In terms of adding stuff to this, then the aforementioned problem with dynamic range and loss of high frequencies, if it were to work, I'd be trying to use tape simulators and lots of compression to try and match it, sonically, to what you already have.

But then, as the Irish man said when asked for directions, "I wouldn't be starting from here..."

Don't suppose you can re-record it at all? Way more fun. Way better quality...
 
Part 1 is going to depend a lot on what you have, it's qualities (or lack of). For the most part you typically can't 'undo damages done. You're going to have to listen and ask the sort of questions- where are we now, and what might be done as in options. Once you get it into the computer you could also post it here and get some opinions.

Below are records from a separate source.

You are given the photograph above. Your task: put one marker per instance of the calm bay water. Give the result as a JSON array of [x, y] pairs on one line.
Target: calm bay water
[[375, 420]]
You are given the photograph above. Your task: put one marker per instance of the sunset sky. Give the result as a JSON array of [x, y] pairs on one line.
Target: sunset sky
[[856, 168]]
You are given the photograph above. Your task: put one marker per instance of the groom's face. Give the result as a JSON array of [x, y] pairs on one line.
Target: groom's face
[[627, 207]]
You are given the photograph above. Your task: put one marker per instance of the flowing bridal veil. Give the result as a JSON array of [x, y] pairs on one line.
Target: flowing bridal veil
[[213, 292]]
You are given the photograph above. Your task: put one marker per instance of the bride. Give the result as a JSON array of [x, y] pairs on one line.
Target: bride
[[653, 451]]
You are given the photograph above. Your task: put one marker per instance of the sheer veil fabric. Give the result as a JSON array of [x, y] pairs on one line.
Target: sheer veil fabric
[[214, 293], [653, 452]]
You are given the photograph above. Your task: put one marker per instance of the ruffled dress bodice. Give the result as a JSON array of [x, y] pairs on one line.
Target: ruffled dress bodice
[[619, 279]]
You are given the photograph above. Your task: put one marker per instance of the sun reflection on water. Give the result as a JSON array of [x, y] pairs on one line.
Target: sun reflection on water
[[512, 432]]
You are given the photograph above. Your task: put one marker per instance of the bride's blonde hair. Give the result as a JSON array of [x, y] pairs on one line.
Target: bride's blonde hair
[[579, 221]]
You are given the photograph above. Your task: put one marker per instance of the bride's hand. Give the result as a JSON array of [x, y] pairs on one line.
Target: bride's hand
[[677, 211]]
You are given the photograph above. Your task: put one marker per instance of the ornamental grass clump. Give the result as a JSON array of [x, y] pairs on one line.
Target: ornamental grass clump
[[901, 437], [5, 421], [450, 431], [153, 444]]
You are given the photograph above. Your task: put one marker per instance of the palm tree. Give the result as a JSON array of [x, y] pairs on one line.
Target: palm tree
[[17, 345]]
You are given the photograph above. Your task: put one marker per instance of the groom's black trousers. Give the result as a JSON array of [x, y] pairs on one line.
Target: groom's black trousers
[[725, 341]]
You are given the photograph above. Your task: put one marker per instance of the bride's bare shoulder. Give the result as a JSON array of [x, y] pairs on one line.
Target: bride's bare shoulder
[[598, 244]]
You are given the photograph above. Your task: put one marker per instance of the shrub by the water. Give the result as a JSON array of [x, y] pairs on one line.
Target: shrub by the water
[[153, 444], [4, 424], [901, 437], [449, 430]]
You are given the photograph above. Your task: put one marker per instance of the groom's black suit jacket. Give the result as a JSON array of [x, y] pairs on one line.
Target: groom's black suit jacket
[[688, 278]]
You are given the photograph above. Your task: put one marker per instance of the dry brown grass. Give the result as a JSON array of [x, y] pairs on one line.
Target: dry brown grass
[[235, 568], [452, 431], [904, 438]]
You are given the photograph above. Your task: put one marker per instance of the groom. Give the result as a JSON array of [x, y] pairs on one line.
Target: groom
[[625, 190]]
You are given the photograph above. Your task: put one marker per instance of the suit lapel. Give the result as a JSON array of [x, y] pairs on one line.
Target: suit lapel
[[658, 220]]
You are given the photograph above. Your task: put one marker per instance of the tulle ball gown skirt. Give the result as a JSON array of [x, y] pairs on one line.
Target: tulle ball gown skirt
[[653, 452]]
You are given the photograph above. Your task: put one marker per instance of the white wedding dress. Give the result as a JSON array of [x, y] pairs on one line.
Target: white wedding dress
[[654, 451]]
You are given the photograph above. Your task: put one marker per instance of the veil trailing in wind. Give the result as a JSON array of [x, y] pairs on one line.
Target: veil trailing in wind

Part 2 'What's the best way to add some additional tracks - say, a violin or additional harmonies - without it sounding like crap?' Well, not sure where you're going with that little tiddy :D Not impossible', anywhere from totally easy to..
That 'll be... depending on who's 'driving :D
So where are we at this point? The intent I might imagine is to have some fun with it maybe.
Do you have some idea as to how this works' or what you have in mind as to what you need and how to proceed?